Dargah Sharief all decked up for urs

August 30, 2015 12:00 am | Updated March 29, 2016 06:09 pm IST - KALABURAGI:

The 611th annual urs at the Khaja Banda Nawaz Dargah will begin on Sunday. —Photo: Arun Kulkarni

The 611th annual urs at the Khaja Banda Nawaz Dargah will begin on Sunday. —Photo: Arun Kulkarni

The 600-year-old Dargah Sharief of 14th century Sufi saint Hazrath Khaja Banda Nawaz Gesudaraz is all decked up for the five-day 611th Urs-e-Sharief of the saint beginning on Sunday.

The Sufi saint, who was an epitome of religious tolerance and universal brotherhood, strived to build a permanent bondage between Hindus and Muslims in the Hyderabad Karnataka region.

Thousands of devotees from all over the country and abroad will throng the city, which was once the famous capital city of the Bahamani Sultanate, to participate in the urs.

The celebrations will begin with a ‘Khidmat-I-Fatiha’ and ‘Band Sama’ at 8 a.m. in the Dargah Shareif. It will be followed by Namaaz-e-Zuhr in the afternoon and in the evening followed by Namaaz-e-maghrib and Namaaz-e-Isha. An all-India industrial exhibition too will be inaugurated on Sunday.

‘Khidmat-e-Farrashi’ and ‘Band Sama’ will be held in the morning On Monday, followed by the address by Sajjada Nasheen Syed Shah Khusro Hussaini and Namaz-e-Juma, the special prayers at the Dargah Shareif. Special Namaaz-e-Asr would be held in the evening at the Mehboob Gulshan Public Garden and Syed Shah Khusroo Hussaini will lead the traditional special namaaz at the public garden before flagging of the sandal procession.

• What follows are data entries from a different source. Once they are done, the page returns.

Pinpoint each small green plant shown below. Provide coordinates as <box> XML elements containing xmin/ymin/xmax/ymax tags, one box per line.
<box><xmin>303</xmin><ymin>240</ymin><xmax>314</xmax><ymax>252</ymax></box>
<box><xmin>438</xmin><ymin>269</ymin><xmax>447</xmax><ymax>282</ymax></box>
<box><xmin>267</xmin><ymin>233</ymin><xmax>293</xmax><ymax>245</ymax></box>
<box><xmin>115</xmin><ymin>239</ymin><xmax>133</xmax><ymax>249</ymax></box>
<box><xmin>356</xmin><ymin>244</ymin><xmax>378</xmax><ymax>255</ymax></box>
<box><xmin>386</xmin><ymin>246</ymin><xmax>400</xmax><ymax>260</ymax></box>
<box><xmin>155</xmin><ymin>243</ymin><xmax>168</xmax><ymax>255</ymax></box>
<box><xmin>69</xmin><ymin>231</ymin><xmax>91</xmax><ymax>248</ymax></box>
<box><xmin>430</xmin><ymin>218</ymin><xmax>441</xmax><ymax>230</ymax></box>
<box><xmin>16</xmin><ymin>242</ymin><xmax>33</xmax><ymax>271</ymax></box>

The procession carrying the sandal paste will pass through the Masjid in the Super Market to offer the Namaaz-e-Maghrib before reaching the Dargah Shareif, where it will be received at the ‘Gyarah Sidi’ leading to the Dargah Shareif.

In the early hours of Tuesday, the sandal paste brought in the procession will be anointed on the tomb of Khaja Banda Nawaz, located in the spacious mausoleum built with highly artistic sense by the then Bahamani King Ahmed Shaha Wali Bahamani marking the beginning of the famous Urs-e-Sharief.